Selon le Dr Arruda, le niveau de risque de transmission de la COVID-19 dans le cadre des sports de combat est élevé, notamment en raison du non-respect de la règle du deux mètres, de la fréquence élevée et prolongée des contacts étroits, et du fait que le port du masque ou du couvre-visage n’est pas recommandé lors de la pratique d’une activité d’intensité modérée ou élevée.

Il a également ajouté que les coups portés au visage favorisent la création de gouttelettes, qui est le principal vecteur de transmission. Il y a également les déplacements interrégionaux, interprovinciaux ou internationaux des participants qui ne seraient pas une bonne chose dans un contexte de pandémie. 

Incompréhension

Du côté de Camille Estephan, c’est l’incompréhension la plus totale. 

« Les autorités de la santé publique, en France, jugent qu’il n’y a pas plus de risques dans les sports de combat, dont fait partie la boxe, que les autres sports, a souligné l’homme d’affaires. Même chose du côté de l’Allemagne et de l’Angleterre.

« Au Japon, qui est ma référence, ils y vont du même constat. Il [le Dr Arruda] va me faire accroire que tous ces dirigeants de la santé publique des quatre coins du monde sont dans l’erreur ?

« On assiste vraiment à une situation de deux poids, deux mesures.»

La limite des tests

Dans la même missive, le Dr Arruda a soulevé un point intéressant au sujet des tests de dépistage qui seraient utilisés à quelques reprises avant un éventuel gala de boxe. 

« [...] l’utilisation des tests PCR chez des personnes asymptomatiques ne permet pas d’exclure que les personnes soient infectées au moment du combat, a-t-il mentionné. 

« L’ajout de cette seule mesure ne pourrait donc suffire à réduire les risques de transmission de la COVID-19 lors d’un combat. » 

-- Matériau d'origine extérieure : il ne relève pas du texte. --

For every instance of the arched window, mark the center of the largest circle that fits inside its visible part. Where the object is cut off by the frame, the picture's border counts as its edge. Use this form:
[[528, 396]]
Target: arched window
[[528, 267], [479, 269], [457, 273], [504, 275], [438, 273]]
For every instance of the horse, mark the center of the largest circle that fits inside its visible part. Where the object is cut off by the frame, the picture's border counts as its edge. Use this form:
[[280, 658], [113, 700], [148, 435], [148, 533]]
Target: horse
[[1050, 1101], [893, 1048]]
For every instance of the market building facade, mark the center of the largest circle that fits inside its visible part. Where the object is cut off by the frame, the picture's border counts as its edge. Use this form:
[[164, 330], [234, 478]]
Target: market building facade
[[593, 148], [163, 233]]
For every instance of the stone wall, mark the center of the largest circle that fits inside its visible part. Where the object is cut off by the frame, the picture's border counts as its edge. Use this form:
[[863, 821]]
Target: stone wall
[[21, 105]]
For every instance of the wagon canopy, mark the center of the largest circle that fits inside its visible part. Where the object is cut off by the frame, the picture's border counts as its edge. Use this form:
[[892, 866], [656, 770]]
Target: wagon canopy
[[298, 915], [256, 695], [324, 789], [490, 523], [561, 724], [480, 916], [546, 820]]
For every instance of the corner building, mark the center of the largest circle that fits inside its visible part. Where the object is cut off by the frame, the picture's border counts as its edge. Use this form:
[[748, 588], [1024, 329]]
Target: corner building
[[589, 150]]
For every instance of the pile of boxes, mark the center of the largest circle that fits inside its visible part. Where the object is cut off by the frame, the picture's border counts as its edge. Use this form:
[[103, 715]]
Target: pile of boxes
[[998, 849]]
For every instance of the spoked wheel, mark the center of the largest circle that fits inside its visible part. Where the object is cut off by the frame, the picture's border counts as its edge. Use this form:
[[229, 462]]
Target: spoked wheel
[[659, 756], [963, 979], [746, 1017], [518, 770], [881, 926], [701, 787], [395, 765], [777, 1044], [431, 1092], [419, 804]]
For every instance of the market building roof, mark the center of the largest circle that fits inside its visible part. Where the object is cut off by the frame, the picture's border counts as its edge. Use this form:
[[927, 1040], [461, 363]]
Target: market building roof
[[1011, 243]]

C’est une autre gifle au visage du promoteur Estephan. Pourtant, mercredi dernier, l’optimisme était au rendez-vous, alors que le dialogue était finalement ouvert avec les autorités de la santé publique. 

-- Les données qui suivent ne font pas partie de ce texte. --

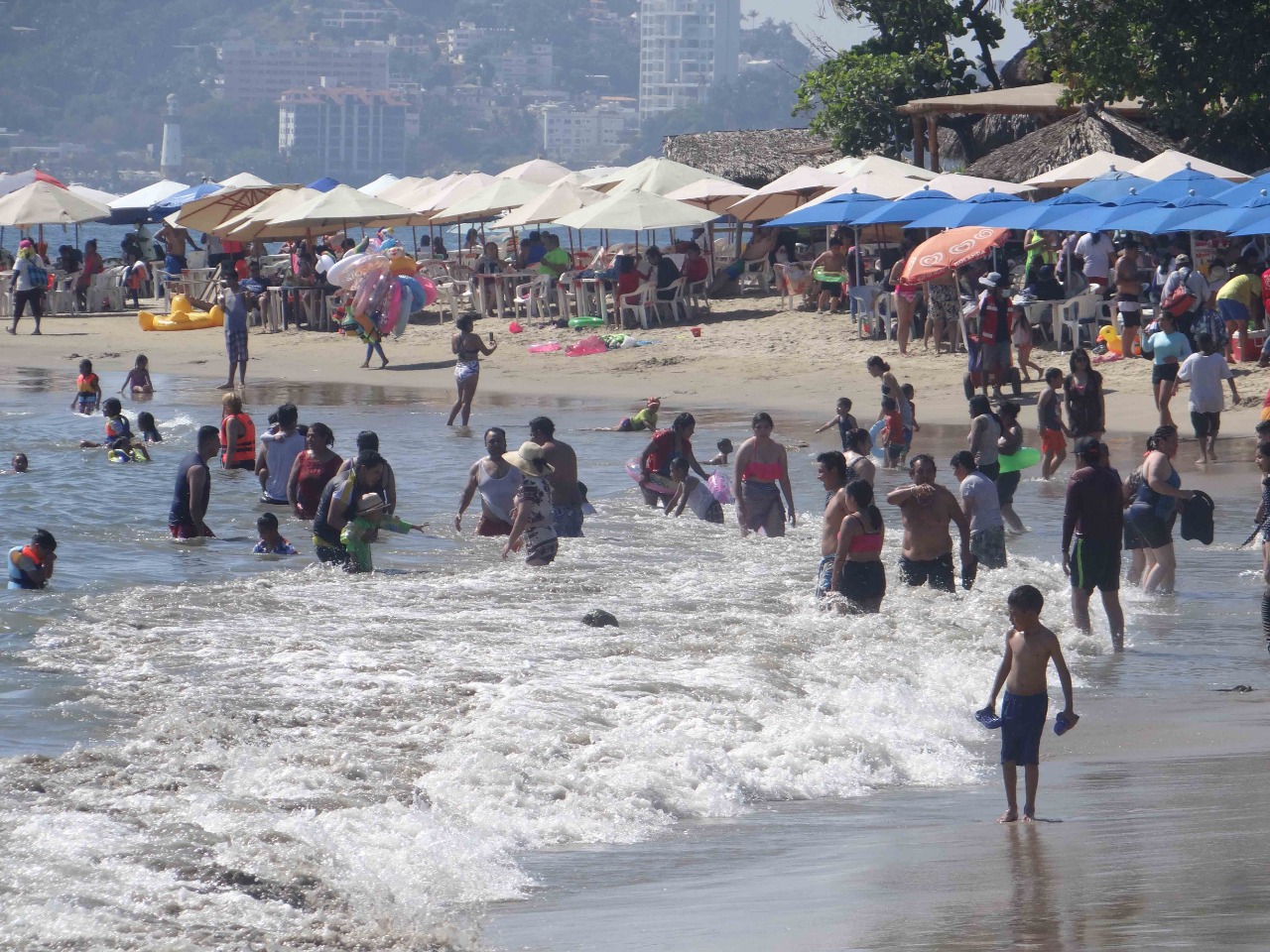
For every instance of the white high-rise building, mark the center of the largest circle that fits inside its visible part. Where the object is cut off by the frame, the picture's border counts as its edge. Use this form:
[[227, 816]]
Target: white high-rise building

« En y allant de tels propos, il est en train de confirmer que les tests qui sont passés à la population ne sont pas fiables, a ajouté Estephan. On se rend surtout compte que les décisions de la santé sont prises à l’emporte-pièce. 

« La pire chose pour l’économie et la population, c’est l’instabilité. C’est ce qu’on voit présentement. »

Voyant qu’il ne peut pas avoir l’approbation de la santé publique, Estephan souhaite la création d’un comité afin de réviser le dossier. 

« On voit qu’il y a un manque de compréhension de notre sport et il faut y remédier », a conclu Estephan.